A freight train derailed Sunday afternoon in downtown Pittsburgh with massive freight cars and debris landing less than 100 feet from a light-rail and bus station where passengers were waiting for their bus or train.

Several cars landed on the track used by the light-rail train. A light-rail train had passed through the area just a few minutes before the accident. A fast-thinking Port Authority employee who was working the ticket booth at the time quickly directed passengers from both platforms and away from the accident.

Public safety officials said that no one was hurt and none of the cars was carrying hazardous or flammable chemicals. The route is often used by trains pulling oil tankers, natural gas and chemicals used in the fracking of natural gas.

The freight train was traveling west along the Norfolk and Southern Railway line near Station Square when the cars fell off the track around 1 p.m. A spokesperson for the railway said that crews that specialize in removing and cleaning up from train derailments were en route for Pittsburgh. A special crane capable of lifting the loaded cars off the hill would have to be brought in as well.

On Monday morning, crews could be seen working to stabilize the fallen cars and beginning the removal process. Several cars could be seen dangling and a large crane was being used as a brace to keep the cars from rolling further down the hill.

Over 26,000 people use the light-rail service each day to get into and out of the city for work.

“I was two hours late for work this morning,” said Rachel, who works in a downtown law office. “My boss was pretty cool about it, but I don’t know how long that will last. I ended up driving, but parking cost me $14 and I only make $11 an hour.”

The freight train was 7,687 feet long, or just short of a mile and a half. It weighed 4,838 tons and had three locomotives. The train was made up of what are called well cars, which are used to carry containers from ships or trucks. It was headed west to Chicago from a railyard in New Jersey. Scores of other trains have been backed up, sidelined or re-routed as a result.

It’s hard to describe the complicated topography of the area. The rail line where the derailment occurred runs parallel to the Monongahela River part way up the slope of what is called Mt. Washington. The track is dug into the side of the hill and runs along the length of it, gently rising.

At the base of the slope runs the transit line used for light-rail commuter trains running into and out of the city before turning into a tunnel going under Mt. Washington. Further up the slope runs a roadway used by cars and trucks going to the top of Mt. Washington.

No explanation has been given for the cause of the accident, but railroad officials were quick to rule out a rock slide, without giving any reason. Early this year a mudslide closed the roadway above the track for a number of days as crews removed debris from the road and secured the hillside.

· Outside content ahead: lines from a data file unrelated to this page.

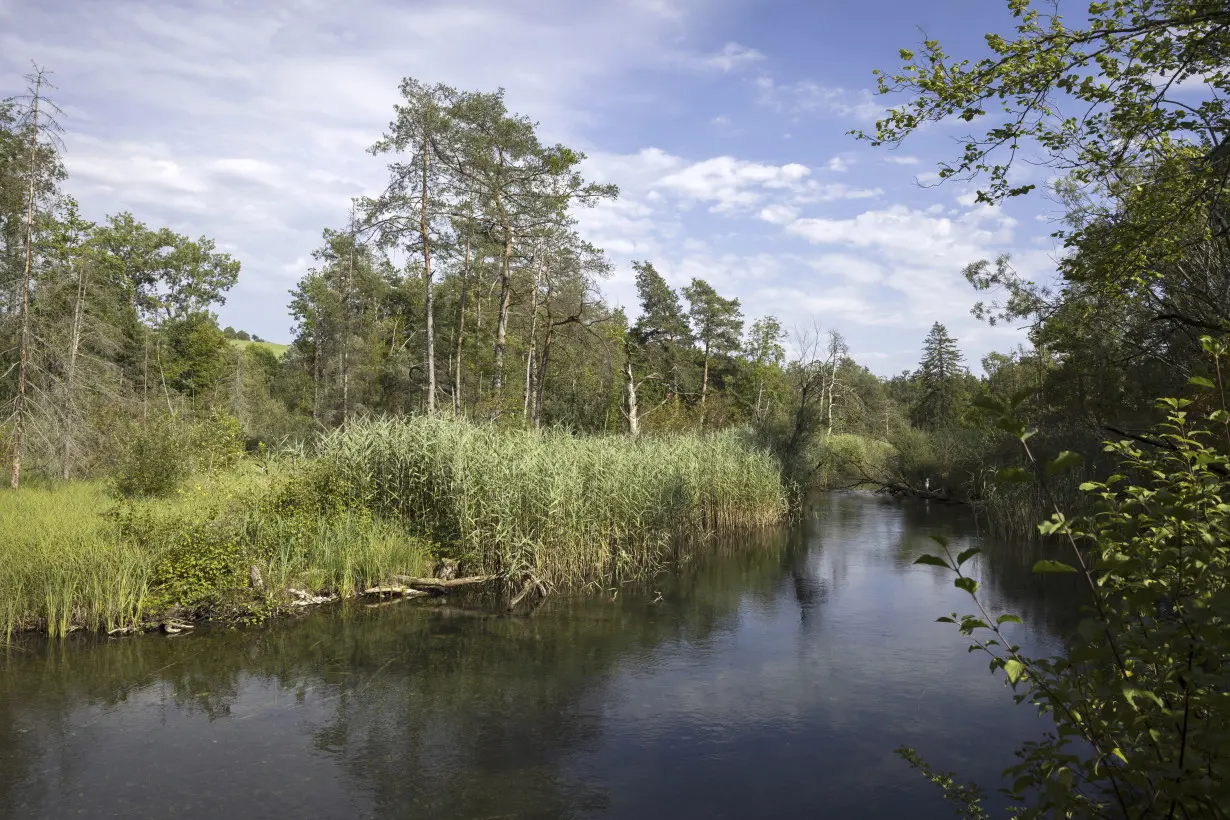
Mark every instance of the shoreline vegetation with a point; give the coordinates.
(375, 510)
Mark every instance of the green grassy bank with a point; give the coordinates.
(378, 499)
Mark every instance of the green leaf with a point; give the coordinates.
(967, 584)
(1012, 476)
(1012, 427)
(1065, 460)
(1132, 693)
(988, 403)
(966, 555)
(1053, 567)
(932, 561)
(1015, 670)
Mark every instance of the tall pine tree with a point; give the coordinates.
(940, 376)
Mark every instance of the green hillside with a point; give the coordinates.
(273, 347)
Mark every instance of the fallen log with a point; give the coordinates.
(442, 583)
(405, 591)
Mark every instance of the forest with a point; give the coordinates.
(460, 396)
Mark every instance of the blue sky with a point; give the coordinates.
(723, 122)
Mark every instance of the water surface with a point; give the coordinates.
(773, 679)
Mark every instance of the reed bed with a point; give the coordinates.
(559, 507)
(381, 499)
(64, 564)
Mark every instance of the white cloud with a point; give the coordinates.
(779, 214)
(732, 183)
(732, 57)
(249, 122)
(806, 96)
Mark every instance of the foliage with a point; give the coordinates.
(1123, 69)
(940, 380)
(566, 508)
(166, 449)
(1139, 696)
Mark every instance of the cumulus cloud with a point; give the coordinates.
(732, 57)
(247, 122)
(809, 97)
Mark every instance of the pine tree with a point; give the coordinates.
(717, 323)
(940, 376)
(662, 333)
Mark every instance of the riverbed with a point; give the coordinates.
(773, 678)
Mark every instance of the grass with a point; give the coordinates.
(63, 563)
(380, 499)
(565, 509)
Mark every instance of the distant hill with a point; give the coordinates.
(272, 347)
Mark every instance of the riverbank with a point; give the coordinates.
(379, 500)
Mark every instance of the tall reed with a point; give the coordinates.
(563, 508)
(64, 564)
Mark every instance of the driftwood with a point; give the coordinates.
(440, 583)
(405, 591)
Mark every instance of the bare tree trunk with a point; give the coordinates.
(634, 421)
(19, 425)
(506, 294)
(427, 279)
(533, 344)
(540, 382)
(704, 387)
(465, 280)
(70, 375)
(315, 371)
(238, 402)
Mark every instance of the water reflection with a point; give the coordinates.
(773, 678)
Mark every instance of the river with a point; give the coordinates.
(771, 679)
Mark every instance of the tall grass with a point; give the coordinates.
(563, 508)
(64, 564)
(374, 504)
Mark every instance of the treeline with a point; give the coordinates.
(465, 288)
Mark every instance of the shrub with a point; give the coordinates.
(164, 451)
(1140, 698)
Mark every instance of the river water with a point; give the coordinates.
(773, 679)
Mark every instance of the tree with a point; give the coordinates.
(37, 121)
(764, 352)
(835, 354)
(1122, 70)
(192, 353)
(417, 194)
(940, 375)
(1138, 695)
(717, 323)
(1129, 110)
(519, 185)
(662, 332)
(167, 275)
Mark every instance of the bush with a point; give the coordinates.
(1140, 697)
(565, 508)
(164, 451)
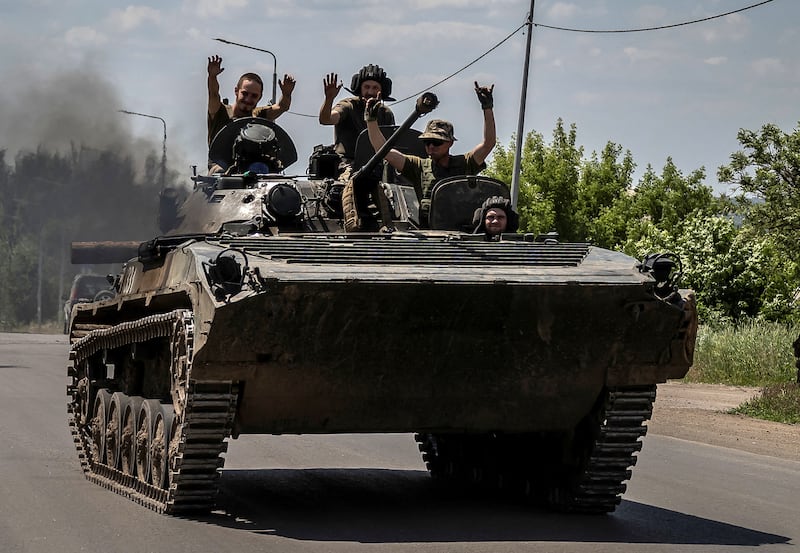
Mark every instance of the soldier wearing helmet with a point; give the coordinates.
(347, 116)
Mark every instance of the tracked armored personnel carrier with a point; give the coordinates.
(526, 364)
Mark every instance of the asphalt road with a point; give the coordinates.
(362, 493)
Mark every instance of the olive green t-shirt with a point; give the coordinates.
(414, 166)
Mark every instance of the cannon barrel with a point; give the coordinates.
(103, 252)
(425, 104)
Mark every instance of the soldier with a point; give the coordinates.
(347, 116)
(248, 91)
(495, 217)
(438, 138)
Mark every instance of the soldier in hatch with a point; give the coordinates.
(248, 92)
(347, 116)
(438, 138)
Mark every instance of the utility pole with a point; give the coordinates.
(521, 123)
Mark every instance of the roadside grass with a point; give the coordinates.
(752, 354)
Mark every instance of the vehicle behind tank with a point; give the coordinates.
(525, 363)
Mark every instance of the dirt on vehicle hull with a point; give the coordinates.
(521, 363)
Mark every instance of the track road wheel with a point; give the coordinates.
(160, 446)
(151, 408)
(114, 428)
(97, 424)
(127, 443)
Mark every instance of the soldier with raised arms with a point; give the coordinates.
(247, 92)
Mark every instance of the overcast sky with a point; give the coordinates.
(681, 92)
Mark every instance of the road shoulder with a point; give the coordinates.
(697, 412)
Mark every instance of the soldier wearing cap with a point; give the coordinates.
(438, 138)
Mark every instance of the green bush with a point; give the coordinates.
(755, 353)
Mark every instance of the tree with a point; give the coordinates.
(767, 170)
(548, 188)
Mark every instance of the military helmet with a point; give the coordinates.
(372, 73)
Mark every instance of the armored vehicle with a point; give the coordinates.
(525, 363)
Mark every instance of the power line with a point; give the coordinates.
(568, 29)
(450, 76)
(660, 27)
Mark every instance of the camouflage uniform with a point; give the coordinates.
(351, 124)
(422, 173)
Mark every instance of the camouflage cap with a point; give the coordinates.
(440, 130)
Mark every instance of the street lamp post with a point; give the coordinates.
(274, 63)
(164, 145)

There have been several mudslides so far this year in the Pittsburgh area, including one that destroyed a major route out of the city to the east and another that destroyed roads and homes in the city’s west end.

Even if mud and rock didn’t fall onto the track, if the ground underneath the track shifted it could have weakened the outer rail, causing the train to tip. The well cars were double-stacked with containers, adding to the weight and torque of the cars, a practice that has become common to cut transport costs and boost profits.

Railroad officials estimate the cleanup could take through Wednesday and possibly longer.

Port Authority officials which operate the light-rail trains have not been able to estimate when service will be restored as they have to wait for the freight cars to be removed before they can inspect the track for damage.

The accident only underscores huge problems in the region’s infrastructure which are reaching a crisis point. A study of the region’s many bridges found that nearly one third are structurally deficient. Many were built more than 100 years ago. In the past year there have been four water boil advisories for Pittsburgh residents because of water contamination caused by broken pipes, and the city has one of the highest percentages of lead used in water pipes with no plan to replace them.